If someone deletes a page, (and then suppresses it or whatever) the page name may still appear on some list special pages for a bit of time - e.g. mostlinkedtopages and the like. However nobody can view the content of such a page, just that it was on the list

scfc triaged this task as Medium priority.Apr 7 2015, 4:57 AM
scfc updated the task description. (Show Details)
scfc set Security to None.
scfc moved this task from Ready to be worked on to Waiting for information on the Toolforge board.
scfc added a subscriber: WMF-Legal.
scfc added subscribers: Slaporte, coren.

@Slaporte: Feel free to assign to someone else from Legal.

Restricted Application added a subscriber: Aklapper. · View Herald Transcript

@scfc, I'm curious which user groups can see the data in querycache/querycachetwo through MediaWiki. Are any of these special pages restricted to admins? Can you post/link to a list of special pages that are in the table?

@Bawolff, as I would have to make educated guesses, could you please answer @Slaporte's questions if you can?

@scfc, I'm curious which user groups can see the data in querycache/querycachetwo through MediaWiki. Are any of these special pages restricted to admins? Can you post/link to a list of special pages that are in the table?
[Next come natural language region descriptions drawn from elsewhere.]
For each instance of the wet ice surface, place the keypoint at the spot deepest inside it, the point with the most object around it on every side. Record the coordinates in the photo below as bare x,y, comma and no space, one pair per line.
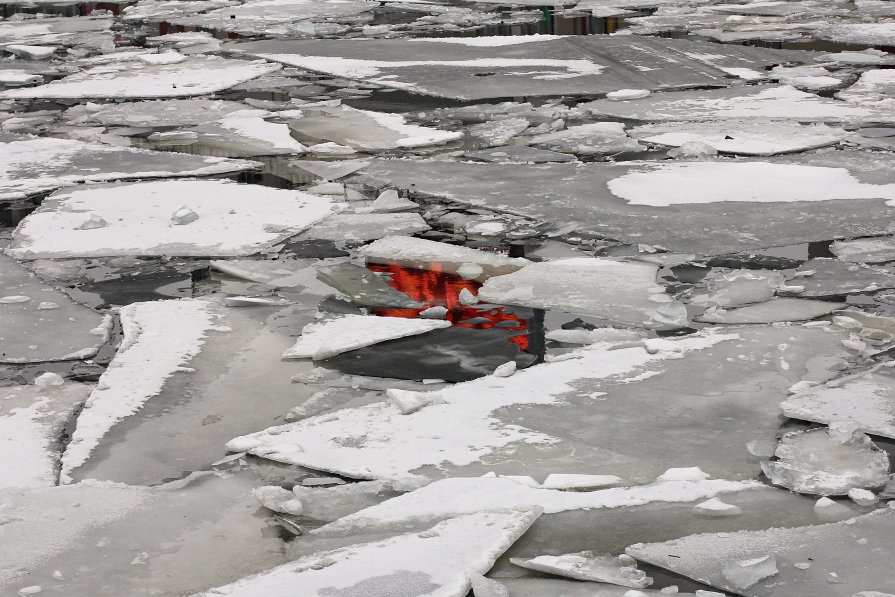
330,298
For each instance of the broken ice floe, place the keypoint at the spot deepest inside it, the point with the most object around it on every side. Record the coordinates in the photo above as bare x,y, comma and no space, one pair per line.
867,398
624,292
143,363
571,413
32,419
842,558
190,77
437,561
39,323
350,332
532,66
35,166
828,461
756,138
227,219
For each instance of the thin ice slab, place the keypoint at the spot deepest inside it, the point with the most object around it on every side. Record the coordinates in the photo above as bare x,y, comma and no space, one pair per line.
191,77
39,323
744,137
759,102
568,414
182,217
434,563
350,332
33,166
365,130
836,560
32,419
811,197
495,67
620,291
868,399
160,338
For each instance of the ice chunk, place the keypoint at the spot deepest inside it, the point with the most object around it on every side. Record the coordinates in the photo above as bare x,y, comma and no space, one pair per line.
742,574
579,482
159,339
446,498
621,570
366,130
772,311
866,398
441,559
621,291
818,462
364,227
197,75
589,139
865,250
586,405
420,253
34,166
31,333
350,332
233,220
715,508
32,418
830,548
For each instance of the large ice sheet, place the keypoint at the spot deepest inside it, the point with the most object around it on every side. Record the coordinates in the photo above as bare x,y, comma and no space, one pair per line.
160,339
569,414
39,323
366,130
867,398
350,332
459,496
32,166
842,558
181,217
621,291
191,77
760,101
743,137
434,563
32,420
564,65
578,196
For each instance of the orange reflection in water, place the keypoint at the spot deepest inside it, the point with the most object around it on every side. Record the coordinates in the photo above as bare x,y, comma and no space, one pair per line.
436,288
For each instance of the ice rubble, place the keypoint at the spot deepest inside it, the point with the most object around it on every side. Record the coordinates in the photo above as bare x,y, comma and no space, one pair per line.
621,570
39,323
139,219
349,332
620,291
32,166
31,422
420,253
191,77
438,561
844,557
562,412
143,362
864,398
828,461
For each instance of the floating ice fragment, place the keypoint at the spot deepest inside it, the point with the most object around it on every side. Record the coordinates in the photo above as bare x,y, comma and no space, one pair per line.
743,574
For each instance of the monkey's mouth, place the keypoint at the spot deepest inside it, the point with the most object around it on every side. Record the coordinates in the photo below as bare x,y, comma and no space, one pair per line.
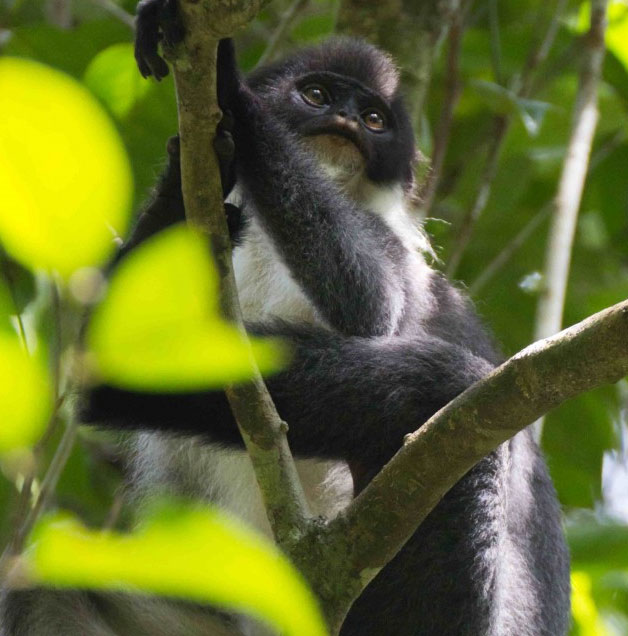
340,132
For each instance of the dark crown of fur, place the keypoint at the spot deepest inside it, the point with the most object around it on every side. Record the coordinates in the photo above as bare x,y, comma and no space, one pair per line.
343,55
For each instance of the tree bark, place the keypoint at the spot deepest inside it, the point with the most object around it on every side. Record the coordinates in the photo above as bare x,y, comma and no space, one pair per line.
262,430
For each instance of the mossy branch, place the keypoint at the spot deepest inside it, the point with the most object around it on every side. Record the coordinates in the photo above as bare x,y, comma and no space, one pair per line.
194,64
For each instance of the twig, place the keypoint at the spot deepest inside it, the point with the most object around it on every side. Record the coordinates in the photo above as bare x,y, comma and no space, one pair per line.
549,312
262,430
116,11
287,20
48,485
452,94
501,124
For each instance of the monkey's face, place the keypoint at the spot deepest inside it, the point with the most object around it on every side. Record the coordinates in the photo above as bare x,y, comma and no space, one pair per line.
342,99
350,126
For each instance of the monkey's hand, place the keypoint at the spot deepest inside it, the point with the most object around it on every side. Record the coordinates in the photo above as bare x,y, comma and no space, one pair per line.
157,21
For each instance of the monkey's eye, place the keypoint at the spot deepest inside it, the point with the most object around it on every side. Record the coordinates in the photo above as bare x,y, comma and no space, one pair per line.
373,119
315,95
querycachetwo -> Special:ActiveUsers

querycache:

Extensions can add additional pages. On enwikipedia the list includes (Taken from API - https://en.wikipedia.org/w/api.php?action=help&modules=query%2Bquerypage):

Ancientpages, BrokenRedirects, Deadendpages, DoubleRedirects, ListDuplicatedFiles, Listredirects, Lonelypages, Longpages, MediaStatistics, Mostcategories, Mostimages, Mostinterwikis, Mostlinkedcategories, Mostlinkedtemplates, Mostlinked, Mostrevisions, Fewestrevisions, Shortpages, Uncategorizedcategories, Uncategorizedpages, Uncategorizedimages, Uncategorizedtemplates, Unusedcategories, Unusedimages, Wantedcategories, Wantedfiles, Wantedpages, Wantedtemplates, Unwatchedpages, Unusedtemplates, Withoutinterwiki, DisambiguationPages, DisambiguationPageLinks, UnconnectedPages, Badges

In particular Wantedpages is restricted. The biggest risk is probably if somebody adds a restricted query page at a later date.

These are internal names. The actual special page name might be different.
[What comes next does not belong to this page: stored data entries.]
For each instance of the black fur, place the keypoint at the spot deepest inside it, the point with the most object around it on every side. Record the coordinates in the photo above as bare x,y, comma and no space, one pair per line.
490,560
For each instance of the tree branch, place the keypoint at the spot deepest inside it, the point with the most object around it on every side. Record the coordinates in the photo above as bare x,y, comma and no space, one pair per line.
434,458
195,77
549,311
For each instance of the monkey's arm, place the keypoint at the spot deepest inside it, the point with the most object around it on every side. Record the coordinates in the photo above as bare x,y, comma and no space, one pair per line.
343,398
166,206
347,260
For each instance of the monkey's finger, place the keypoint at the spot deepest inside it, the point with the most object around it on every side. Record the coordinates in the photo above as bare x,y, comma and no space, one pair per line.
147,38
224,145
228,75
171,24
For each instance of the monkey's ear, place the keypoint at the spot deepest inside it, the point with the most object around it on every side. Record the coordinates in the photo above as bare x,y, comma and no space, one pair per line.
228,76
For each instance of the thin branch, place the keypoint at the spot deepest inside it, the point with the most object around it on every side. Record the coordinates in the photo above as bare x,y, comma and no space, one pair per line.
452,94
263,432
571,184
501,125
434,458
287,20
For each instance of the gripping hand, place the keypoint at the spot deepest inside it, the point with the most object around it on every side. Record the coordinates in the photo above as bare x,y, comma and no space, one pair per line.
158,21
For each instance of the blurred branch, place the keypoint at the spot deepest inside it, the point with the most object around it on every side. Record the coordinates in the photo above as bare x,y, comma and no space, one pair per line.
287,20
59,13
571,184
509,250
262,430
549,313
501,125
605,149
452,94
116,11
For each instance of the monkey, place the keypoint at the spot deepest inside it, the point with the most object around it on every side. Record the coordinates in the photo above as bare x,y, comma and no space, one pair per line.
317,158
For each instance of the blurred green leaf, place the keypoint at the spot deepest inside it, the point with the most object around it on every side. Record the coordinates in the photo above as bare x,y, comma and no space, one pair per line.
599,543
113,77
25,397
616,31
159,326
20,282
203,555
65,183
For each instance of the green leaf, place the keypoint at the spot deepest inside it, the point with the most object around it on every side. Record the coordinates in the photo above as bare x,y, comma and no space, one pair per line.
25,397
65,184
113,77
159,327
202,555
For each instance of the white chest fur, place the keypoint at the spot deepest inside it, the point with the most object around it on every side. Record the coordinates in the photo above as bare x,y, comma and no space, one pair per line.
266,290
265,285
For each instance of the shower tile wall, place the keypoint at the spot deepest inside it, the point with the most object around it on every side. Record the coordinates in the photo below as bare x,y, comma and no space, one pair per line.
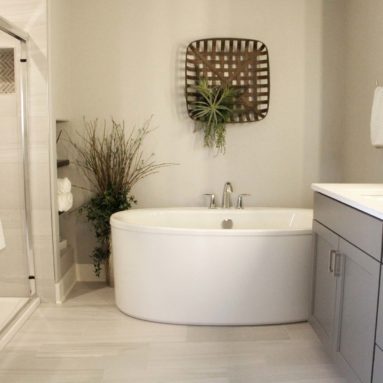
31,16
13,261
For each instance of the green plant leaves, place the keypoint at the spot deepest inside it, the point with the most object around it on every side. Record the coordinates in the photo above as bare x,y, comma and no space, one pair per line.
212,109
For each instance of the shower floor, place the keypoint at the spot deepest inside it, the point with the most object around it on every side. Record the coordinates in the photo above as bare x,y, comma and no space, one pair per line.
9,308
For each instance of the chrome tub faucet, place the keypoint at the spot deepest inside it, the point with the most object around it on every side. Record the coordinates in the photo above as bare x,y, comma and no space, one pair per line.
226,197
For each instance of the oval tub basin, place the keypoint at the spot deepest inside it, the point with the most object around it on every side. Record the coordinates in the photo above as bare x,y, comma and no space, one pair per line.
181,266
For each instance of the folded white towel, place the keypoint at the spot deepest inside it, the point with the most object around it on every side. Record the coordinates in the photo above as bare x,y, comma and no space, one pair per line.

If an extension adds stuff to $wgAPIUselessQueryPages, it will be excluded from this list, however things that use querycache table, is not supposed to be added to that variable. I don't think any extensions add stuff to that variable, so I don't think its relavent, but mentioning for completeness.

hmm. Special:MostGloballyLinkedFilesPage doesn't seem to be listed there on commons, but I think that's due to https://gerrit.wikimedia.org/r/242790

Krinkle renamed this task from querycache and querycachetwo tables aren't available on labs sql dbs to Make querycache, querycachetwo and querycache_info tables visible on labs dbs.Oct 28 2015, 7:26 AM
Krinkle updated the task description. (Show Details)
Framawiki edited projects, added Data-Services; removed Cloud-Services.
Framawiki edited projects, added Cloud-Services; removed Data-Services.
Framawiki edited projects, added Data-Services; removed Cloud-Services.
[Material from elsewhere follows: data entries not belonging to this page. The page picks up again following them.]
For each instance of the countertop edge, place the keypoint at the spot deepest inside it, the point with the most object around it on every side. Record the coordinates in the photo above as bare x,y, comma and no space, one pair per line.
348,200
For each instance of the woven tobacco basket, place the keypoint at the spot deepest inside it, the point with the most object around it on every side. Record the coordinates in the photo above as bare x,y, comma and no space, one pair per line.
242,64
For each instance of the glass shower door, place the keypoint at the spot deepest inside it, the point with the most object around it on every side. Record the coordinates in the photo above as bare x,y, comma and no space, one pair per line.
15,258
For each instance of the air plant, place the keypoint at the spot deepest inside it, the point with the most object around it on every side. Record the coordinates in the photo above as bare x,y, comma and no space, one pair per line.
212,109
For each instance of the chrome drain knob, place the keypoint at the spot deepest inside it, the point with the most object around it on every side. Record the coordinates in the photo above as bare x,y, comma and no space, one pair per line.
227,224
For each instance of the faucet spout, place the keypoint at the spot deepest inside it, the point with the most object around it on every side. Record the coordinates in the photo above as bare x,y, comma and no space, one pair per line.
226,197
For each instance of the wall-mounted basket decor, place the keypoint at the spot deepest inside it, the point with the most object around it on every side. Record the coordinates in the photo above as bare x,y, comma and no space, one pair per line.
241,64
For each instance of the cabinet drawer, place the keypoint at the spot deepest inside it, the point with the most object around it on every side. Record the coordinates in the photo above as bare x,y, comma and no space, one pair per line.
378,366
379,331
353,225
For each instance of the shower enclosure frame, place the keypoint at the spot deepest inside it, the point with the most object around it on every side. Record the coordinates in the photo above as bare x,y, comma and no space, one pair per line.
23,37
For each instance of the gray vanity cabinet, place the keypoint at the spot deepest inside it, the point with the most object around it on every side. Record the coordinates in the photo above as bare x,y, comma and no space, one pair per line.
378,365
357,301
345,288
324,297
This task has been assigned to the same task owner for more than two years. Resetting task assignee due to inactivity, to decrease task cookie-licking and to get a slightly more realistic overview of plans. Please feel free to assign this task to yourself again if you still realistically work or plan to work on this task - it would be welcome!

For tips how to manage individual work in Phabricator (noisy notifications, lists of task, etc.), see https://phabricator.wikimedia.org/T228575#6237124 for available options.
(For the records, two emails were sent to assignee addresses before resetting assignees. See T228575 for more info and for potential feedback. Thanks!)